In oblique random forests (see ObliqueRandomForestClassifier and ObliqueRandomForestRegressor classes), each tree in the ensemble is built from a sample drawn with replacement (i.e., a bootstrap sample) from the training set. The oblique random forest is the same as that of a random forest, except in how the splits are computed in each tree.

Similar to how random forests achieve a reduced variance by combining diverse trees, sometimes at the cost of a slight increase in bias, oblique random forests aim to do the same. They are motivated to construct even more diverse trees, thereby improving model generalization. In practice the variance reduction is often significant hence yielding an overall better model.

In contrast to the original publication [1], the scikit-learn implementation allows the user to control the number of features to combine in computing candidate splits. This is done via the feature_combinations parameter.
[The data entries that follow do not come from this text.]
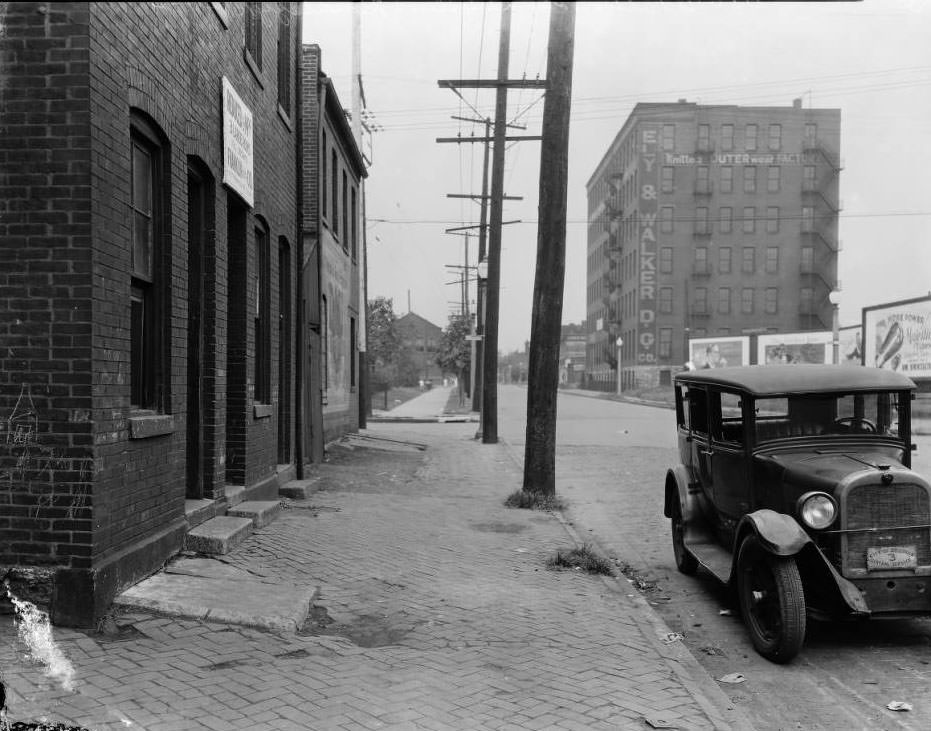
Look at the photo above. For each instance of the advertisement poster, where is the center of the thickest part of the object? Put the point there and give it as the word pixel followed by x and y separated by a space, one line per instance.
pixel 851 345
pixel 794 348
pixel 897 336
pixel 719 352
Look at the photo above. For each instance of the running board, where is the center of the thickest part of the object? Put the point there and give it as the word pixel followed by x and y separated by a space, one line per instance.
pixel 714 558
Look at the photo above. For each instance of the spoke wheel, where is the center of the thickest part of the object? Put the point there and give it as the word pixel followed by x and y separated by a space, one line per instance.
pixel 685 561
pixel 772 601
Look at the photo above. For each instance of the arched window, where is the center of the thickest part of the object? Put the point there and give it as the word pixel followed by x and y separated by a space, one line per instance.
pixel 150 230
pixel 263 345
For more information and intuition, see documentation on oblique decision trees.

4. Feature importance evaluation#

The relative rank (i.e. depth) of a feature used as a decision node in a tree can be used to assess the relative importance of that feature with respect to the predictability of the target variable. Features used at the top of the tree contribute to the final prediction decision of a larger fraction of the input samples. The expected fraction of the samples they contribute to can thus be used as an estimate of the relative importance of the features. In scikit-tree, the fraction of samples a feature contributes to is combined with the decrease in impurity from splitting them to create a normalized estimate of the predictive power of that feature. This is essentially exactly the same it is done in scikit-learn.
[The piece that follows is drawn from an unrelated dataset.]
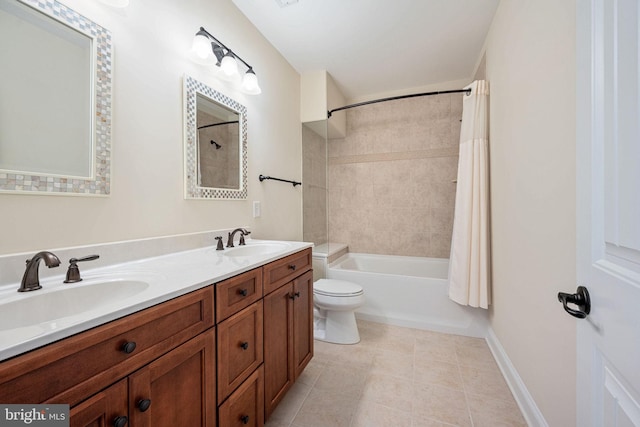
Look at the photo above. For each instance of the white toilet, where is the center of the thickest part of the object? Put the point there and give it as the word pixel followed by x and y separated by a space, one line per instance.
pixel 335 302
By averaging the estimates of predictive ability over several randomized trees one can reduce the variance of such an estimate and use it for feature selection. This is known as the mean decrease in impurity, or MDI. Refer to [L2014] for more information on MDI and feature importance evaluation with Random Forests. We implement the approach taken in [2] and [3].

Warning

The impurity-based feature importances computed on tree-based models suffer from two flaws that can lead to misleading conclusions. First they are computed on statistics derived from the training dataset and therefore do not necessarily inform us on which features are most important to make good predictions on held-out dataset. Secondly, they favor high cardinality features, that is features with many unique values. Permutation feature importance is an alternative to impurity-based feature importance that does not suffer from these flaws. These two methods of obtaining feature importance are explored in: Permutation Importance vs Random Forest Feature Importance (MDI).

In practice those estimates are stored as an attribute named feature_importances_ on the fitted model. This is an array with shape (n_features,) whose values are positive and sum to 1.0. The higher the value, the more important is the contribution of the matching feature to the prediction function.